Suboxone, a combination medication containing buprenorphine and naloxone, is one of the main medications used for medication-assisted therapy (MAT) for opiate addiction. The use of MATs has been shown to lower the risk of fatal overdoses by approximately 50%. Suboxone works by tightly binding to the same receptors in the brain as other opiates, such as heroin, morphine, and oxycodone. By doing so, it blunts intoxication with these other drugs, it prevents cravings, and it allows many people to transition back from a life of addiction to a life of relative normalcy and safety.
A key goal of many advocates is to make access to Suboxone much more widely available, so that people who are addicted to opiates can readily access it. Good places to start are in the emergency department and in the primary care doctor’s office. More doctors need to become “waivered” to prescribe this medication, which requires some training and a special license. The vast majority of physicians, addiction experts, and advocates agree: Suboxone saves lives.
Common myths about using Suboxone to treat addiction
Unfortunately, within the addiction community and among the public at large, certain myths about Suboxone persist, and these myths add a further barrier to treatment for people suffering from opiate addiction.
Myth #1: You aren’t really in recovery if you’re on Suboxone.
Reality: While it depends on how you define “recovery,” the abstinence-based models that have dominated the past century of addiction care are generally giving way to a more modern conception of recovery that encompasses the use of medications such as Suboxone that regulate your brain chemistry. As addiction is increasingly viewed as a medical condition, Suboxone is viewed as a medication for a chronic condition, such as a person with diabetes needing to take insulin.
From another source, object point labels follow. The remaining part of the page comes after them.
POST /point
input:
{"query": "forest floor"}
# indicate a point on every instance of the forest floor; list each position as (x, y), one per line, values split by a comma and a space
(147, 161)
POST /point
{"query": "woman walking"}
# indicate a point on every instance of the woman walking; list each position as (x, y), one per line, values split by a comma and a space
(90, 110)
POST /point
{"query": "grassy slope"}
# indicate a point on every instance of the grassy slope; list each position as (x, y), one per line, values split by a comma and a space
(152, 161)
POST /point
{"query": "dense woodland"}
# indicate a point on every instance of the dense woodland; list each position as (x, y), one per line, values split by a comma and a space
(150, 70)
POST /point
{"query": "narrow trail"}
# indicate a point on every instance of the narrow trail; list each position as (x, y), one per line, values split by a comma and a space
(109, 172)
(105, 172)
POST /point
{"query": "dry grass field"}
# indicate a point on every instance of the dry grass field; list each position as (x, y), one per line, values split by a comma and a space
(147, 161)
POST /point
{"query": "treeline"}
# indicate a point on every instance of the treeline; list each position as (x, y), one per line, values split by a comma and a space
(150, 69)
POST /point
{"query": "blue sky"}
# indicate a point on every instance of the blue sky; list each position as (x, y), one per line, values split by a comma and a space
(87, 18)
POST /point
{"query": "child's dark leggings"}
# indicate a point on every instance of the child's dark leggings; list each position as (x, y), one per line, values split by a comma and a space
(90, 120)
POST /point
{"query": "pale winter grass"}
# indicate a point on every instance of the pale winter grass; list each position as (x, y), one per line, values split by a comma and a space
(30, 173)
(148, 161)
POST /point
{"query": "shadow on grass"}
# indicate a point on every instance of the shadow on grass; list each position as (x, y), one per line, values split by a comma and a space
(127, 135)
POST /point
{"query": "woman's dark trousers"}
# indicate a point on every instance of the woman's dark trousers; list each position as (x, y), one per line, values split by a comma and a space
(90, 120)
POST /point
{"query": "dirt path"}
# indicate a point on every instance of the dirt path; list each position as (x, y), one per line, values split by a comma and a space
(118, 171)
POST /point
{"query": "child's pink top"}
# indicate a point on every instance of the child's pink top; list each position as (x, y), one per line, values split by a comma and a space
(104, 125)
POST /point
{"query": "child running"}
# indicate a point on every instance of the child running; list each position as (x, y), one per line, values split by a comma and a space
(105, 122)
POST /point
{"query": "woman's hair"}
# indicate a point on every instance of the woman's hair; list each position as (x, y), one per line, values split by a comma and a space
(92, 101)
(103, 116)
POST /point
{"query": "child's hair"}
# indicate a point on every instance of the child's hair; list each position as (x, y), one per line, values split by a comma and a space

To say that you aren’t really in recovery if you are on Suboxone is stigmatizing to people who take Suboxone, and it’s not the medical reality of effective addiction treatment.
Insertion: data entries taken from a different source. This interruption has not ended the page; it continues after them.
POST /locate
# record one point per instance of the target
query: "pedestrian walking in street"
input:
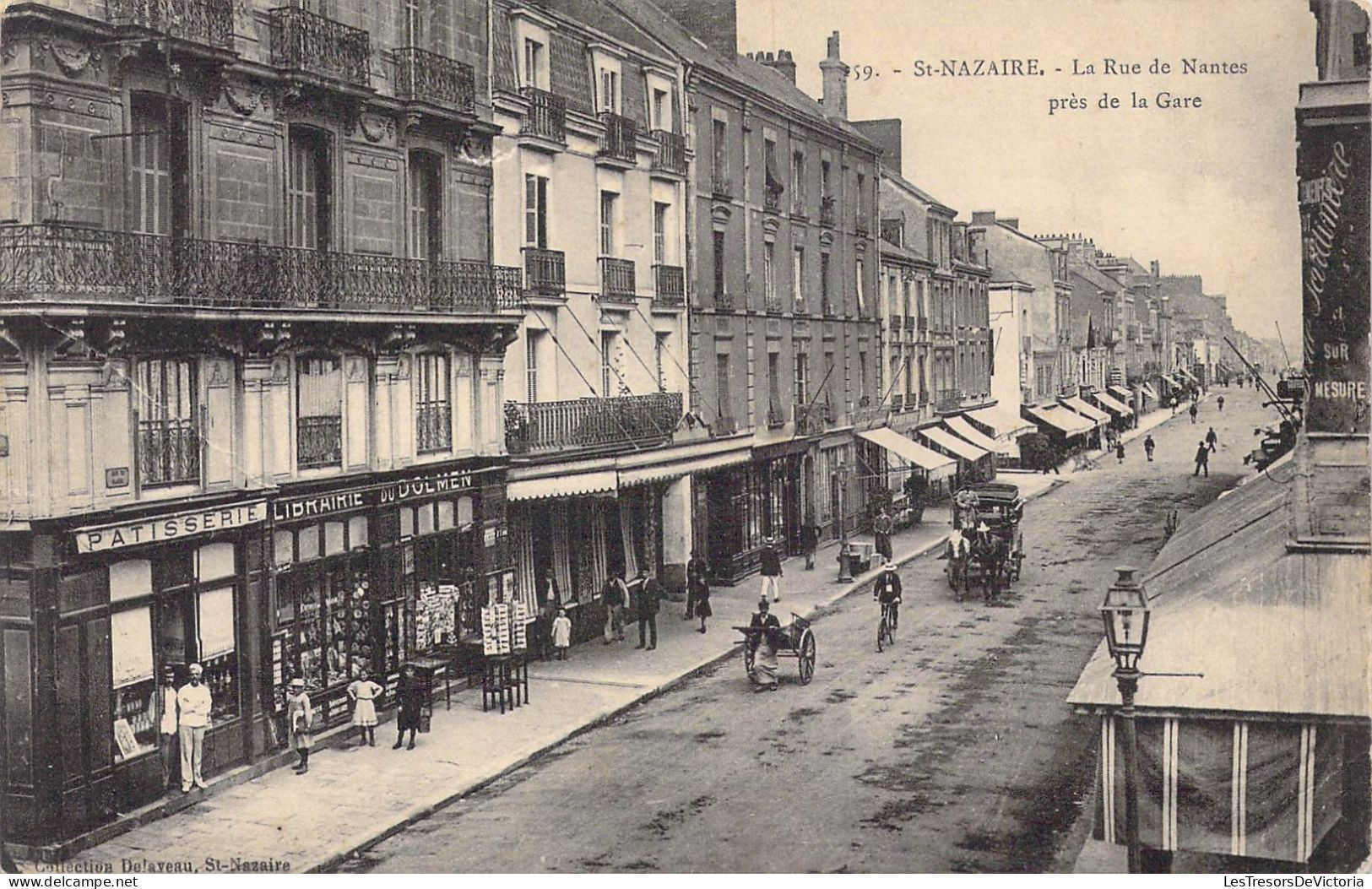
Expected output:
(561, 632)
(168, 730)
(364, 693)
(772, 570)
(763, 641)
(649, 597)
(300, 717)
(1202, 460)
(409, 696)
(193, 706)
(615, 596)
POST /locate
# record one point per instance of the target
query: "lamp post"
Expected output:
(1125, 614)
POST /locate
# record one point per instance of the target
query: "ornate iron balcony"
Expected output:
(621, 138)
(545, 272)
(670, 285)
(546, 116)
(169, 452)
(70, 263)
(307, 41)
(590, 423)
(671, 153)
(318, 442)
(618, 281)
(423, 76)
(203, 22)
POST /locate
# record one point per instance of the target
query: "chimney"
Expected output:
(715, 22)
(836, 81)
Myth #2: People frequently abuse Suboxone.
Reality: Suboxone, like any opiate, can be abused. However, because it is only a “partial” agonist of the main opiate receptor (the “mu” receptor), it causes less euphoria than the other opiates such as heroin and oxycodone. In many cases, people may use Suboxone (or “abuse” it, if that is defined as using it illegally) to help themselves manage their withdrawal, or even to get themselves off of heroin.
Myth #3: It’s as easy to overdose on Suboxone as it is to overdose with other opiates.
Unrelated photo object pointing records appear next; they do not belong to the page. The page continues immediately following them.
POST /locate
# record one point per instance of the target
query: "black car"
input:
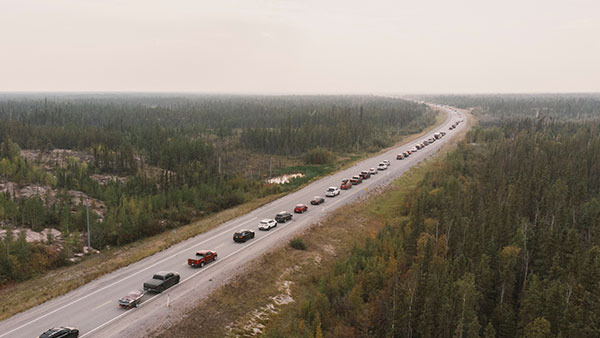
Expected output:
(60, 332)
(243, 235)
(161, 281)
(283, 217)
(317, 200)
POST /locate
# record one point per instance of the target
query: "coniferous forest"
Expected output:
(500, 239)
(150, 163)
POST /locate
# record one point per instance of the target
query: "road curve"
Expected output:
(93, 308)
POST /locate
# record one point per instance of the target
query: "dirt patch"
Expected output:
(50, 196)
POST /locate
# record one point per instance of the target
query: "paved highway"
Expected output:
(93, 307)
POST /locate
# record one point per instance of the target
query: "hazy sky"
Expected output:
(304, 46)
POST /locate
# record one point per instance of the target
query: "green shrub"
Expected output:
(318, 155)
(298, 244)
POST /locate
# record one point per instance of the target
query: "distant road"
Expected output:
(93, 308)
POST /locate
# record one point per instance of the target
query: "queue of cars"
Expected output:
(163, 280)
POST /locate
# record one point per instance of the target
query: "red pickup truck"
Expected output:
(202, 257)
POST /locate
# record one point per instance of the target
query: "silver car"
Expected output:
(267, 224)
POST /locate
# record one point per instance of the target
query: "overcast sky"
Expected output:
(303, 46)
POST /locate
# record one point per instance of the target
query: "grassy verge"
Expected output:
(288, 273)
(22, 296)
(266, 278)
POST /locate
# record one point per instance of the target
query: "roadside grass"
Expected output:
(247, 302)
(18, 297)
(246, 306)
(22, 296)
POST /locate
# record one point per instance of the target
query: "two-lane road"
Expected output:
(93, 307)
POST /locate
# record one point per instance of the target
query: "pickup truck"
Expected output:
(161, 281)
(202, 257)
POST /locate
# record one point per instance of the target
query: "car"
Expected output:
(132, 299)
(60, 332)
(161, 281)
(267, 224)
(283, 216)
(243, 235)
(300, 208)
(202, 257)
(332, 192)
(346, 184)
(317, 200)
(356, 180)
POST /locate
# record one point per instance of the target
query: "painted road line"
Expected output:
(183, 281)
(101, 305)
(117, 282)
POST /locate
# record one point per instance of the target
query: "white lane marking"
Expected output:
(119, 281)
(136, 273)
(101, 305)
(183, 281)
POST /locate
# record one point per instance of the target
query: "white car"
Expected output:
(332, 192)
(267, 224)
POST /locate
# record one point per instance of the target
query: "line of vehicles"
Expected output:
(163, 280)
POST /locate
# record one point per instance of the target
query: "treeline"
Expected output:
(179, 157)
(278, 124)
(502, 239)
(556, 106)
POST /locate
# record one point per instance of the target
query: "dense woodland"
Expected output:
(181, 157)
(501, 239)
(554, 106)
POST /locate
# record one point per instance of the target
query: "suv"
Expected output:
(356, 180)
(300, 208)
(60, 332)
(202, 257)
(332, 192)
(317, 200)
(243, 235)
(161, 281)
(267, 224)
(283, 216)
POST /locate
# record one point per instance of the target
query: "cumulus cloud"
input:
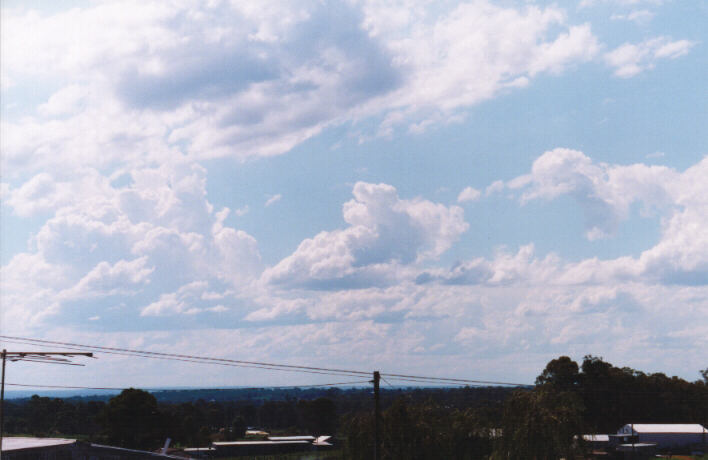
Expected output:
(231, 80)
(630, 59)
(605, 192)
(638, 16)
(384, 230)
(131, 243)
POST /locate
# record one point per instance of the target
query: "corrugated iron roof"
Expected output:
(291, 438)
(17, 443)
(596, 437)
(694, 428)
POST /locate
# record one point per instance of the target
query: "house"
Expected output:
(665, 436)
(19, 448)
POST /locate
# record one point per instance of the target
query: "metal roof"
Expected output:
(684, 428)
(17, 443)
(291, 438)
(254, 443)
(596, 437)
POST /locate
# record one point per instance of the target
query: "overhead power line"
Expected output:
(72, 387)
(254, 364)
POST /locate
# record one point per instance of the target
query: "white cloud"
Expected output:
(468, 194)
(605, 192)
(273, 199)
(383, 230)
(630, 59)
(638, 16)
(127, 244)
(230, 80)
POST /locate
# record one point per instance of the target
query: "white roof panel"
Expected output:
(17, 443)
(596, 437)
(291, 438)
(667, 428)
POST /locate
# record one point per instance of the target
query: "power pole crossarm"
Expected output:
(47, 357)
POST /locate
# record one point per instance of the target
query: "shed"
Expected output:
(666, 436)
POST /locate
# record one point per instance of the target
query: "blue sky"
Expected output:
(457, 189)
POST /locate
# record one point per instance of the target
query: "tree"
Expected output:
(238, 428)
(132, 419)
(541, 425)
(562, 374)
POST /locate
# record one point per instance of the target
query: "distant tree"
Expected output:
(132, 419)
(540, 425)
(319, 416)
(238, 428)
(561, 374)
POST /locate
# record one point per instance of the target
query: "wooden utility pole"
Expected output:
(377, 417)
(48, 357)
(2, 398)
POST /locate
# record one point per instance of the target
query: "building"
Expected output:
(665, 436)
(19, 448)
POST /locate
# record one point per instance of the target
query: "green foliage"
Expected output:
(238, 428)
(540, 424)
(132, 419)
(419, 432)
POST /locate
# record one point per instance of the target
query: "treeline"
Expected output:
(540, 423)
(139, 419)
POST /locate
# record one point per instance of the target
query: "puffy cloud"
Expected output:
(227, 79)
(638, 16)
(630, 59)
(133, 243)
(605, 192)
(384, 231)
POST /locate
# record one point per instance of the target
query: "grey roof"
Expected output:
(291, 438)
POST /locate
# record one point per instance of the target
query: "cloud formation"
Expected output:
(228, 80)
(384, 231)
(631, 59)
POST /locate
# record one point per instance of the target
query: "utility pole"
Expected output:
(377, 417)
(2, 398)
(47, 357)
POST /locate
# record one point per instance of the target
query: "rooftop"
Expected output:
(17, 443)
(667, 428)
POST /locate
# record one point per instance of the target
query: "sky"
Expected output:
(458, 189)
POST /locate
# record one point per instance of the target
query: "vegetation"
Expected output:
(425, 423)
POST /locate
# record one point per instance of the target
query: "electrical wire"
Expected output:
(72, 387)
(255, 364)
(145, 354)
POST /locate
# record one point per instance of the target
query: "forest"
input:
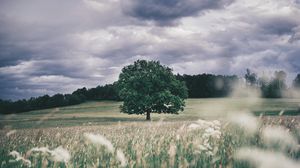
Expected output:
(199, 86)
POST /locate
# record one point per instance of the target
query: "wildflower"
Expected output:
(245, 120)
(265, 159)
(60, 154)
(18, 157)
(9, 133)
(99, 140)
(276, 135)
(121, 157)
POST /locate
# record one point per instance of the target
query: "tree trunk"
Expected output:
(148, 116)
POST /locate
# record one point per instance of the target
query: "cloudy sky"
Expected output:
(50, 46)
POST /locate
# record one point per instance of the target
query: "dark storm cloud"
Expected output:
(55, 46)
(166, 11)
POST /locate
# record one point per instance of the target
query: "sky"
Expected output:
(55, 46)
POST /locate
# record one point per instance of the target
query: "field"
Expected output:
(209, 133)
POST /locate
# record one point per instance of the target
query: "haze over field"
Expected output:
(55, 46)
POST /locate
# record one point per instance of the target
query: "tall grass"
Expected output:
(154, 144)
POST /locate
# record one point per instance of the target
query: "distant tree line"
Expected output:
(274, 86)
(199, 86)
(208, 85)
(107, 92)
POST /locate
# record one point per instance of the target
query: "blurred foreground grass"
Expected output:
(107, 112)
(95, 134)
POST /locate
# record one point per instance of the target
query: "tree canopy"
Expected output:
(149, 87)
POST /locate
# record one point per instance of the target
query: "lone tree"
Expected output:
(149, 87)
(296, 82)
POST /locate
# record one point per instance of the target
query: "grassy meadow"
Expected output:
(230, 132)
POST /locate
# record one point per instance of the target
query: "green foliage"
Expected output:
(149, 87)
(296, 82)
(208, 85)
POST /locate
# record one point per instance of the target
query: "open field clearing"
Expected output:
(107, 112)
(157, 144)
(209, 133)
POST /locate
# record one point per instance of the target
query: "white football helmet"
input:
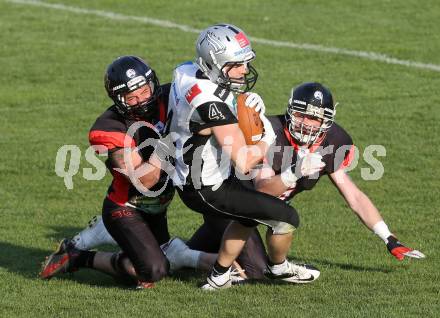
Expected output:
(223, 45)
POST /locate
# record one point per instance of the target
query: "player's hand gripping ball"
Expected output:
(249, 121)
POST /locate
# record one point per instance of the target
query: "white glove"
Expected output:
(253, 100)
(306, 165)
(269, 135)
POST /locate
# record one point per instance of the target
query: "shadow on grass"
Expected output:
(349, 267)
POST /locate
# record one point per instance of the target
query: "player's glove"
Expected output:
(253, 100)
(399, 250)
(306, 165)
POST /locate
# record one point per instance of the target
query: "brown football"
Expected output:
(249, 121)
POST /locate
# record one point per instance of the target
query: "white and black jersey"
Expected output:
(197, 103)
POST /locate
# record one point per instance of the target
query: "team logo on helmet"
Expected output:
(318, 96)
(130, 73)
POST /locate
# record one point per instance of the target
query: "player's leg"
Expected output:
(243, 204)
(279, 239)
(141, 243)
(208, 237)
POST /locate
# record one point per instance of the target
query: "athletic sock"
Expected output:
(192, 258)
(278, 269)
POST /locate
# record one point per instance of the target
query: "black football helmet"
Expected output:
(126, 74)
(311, 100)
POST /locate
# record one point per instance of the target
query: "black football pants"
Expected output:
(139, 235)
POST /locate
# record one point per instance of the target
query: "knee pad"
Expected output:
(94, 235)
(116, 263)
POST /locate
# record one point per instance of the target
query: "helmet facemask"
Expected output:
(239, 85)
(141, 110)
(218, 48)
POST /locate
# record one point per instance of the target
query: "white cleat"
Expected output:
(212, 286)
(295, 273)
(176, 252)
Reality: It is extremely difficult to overdose on Suboxone alone. It is more difficult to overdose on Suboxone compared to other opiates, because Suboxone is only a partial opiate receptor agonist, so there is a built-in “ceiling” effect. This means there is a limit to how much the opioid receptors are able to be activated by Suboxone, so there isn’t as great a risk of slowed breathing compared with potent opiates such as heroin, oxycodone, or morphine. When people do overdose on Suboxone, it is almost always because they are mixing it with sedatives such as benzodiazepines, medicines that also slow breathing.
Myth #4: Suboxone isn’t treatment for addiction if you aren’t getting therapy along with it.
Reality: In a perfect world, addiction treatment would include MAT and therapy, support groups, housing assistance, and employment support. But that doesn’t mean that one component, in the absence of all of the others, doesn’t constitute valid treatment for addiction. About 10% of people with addiction are getting treatment so while combination treatment is an admirable goal, it is unrealistic to expect that everyone with an addiction will receive all the aspects of treatment that they need, especially without access to regular healthcare, insurance, or both.
Myth #5: Suboxone should only be taken for a short period of time.
Reality: Expert practitioners have different theories on how long Suboxone treatment should last, but there is no evidence to support the claim that Suboxone should be taken for a short period of time as opposed to being maintained on it for the long term, just as a person would manage their diabetes with insulin for the long term.
One of the main obstacles to getting lifesaving treatment for addiction is the stigma people face. Fortunately, our society’s perception is slowly starting to transform away from an outdated view of addiction as a moral failing, toward a more realistic, humane view of addiction as a complex disease that needs to be addressed with compassion, as well as modern medical care. Eliminating myths and misinformation about addiction, and supplanting them with up-to-date, evidence-based treatments, is a critical step in the evolution of addiction treatment.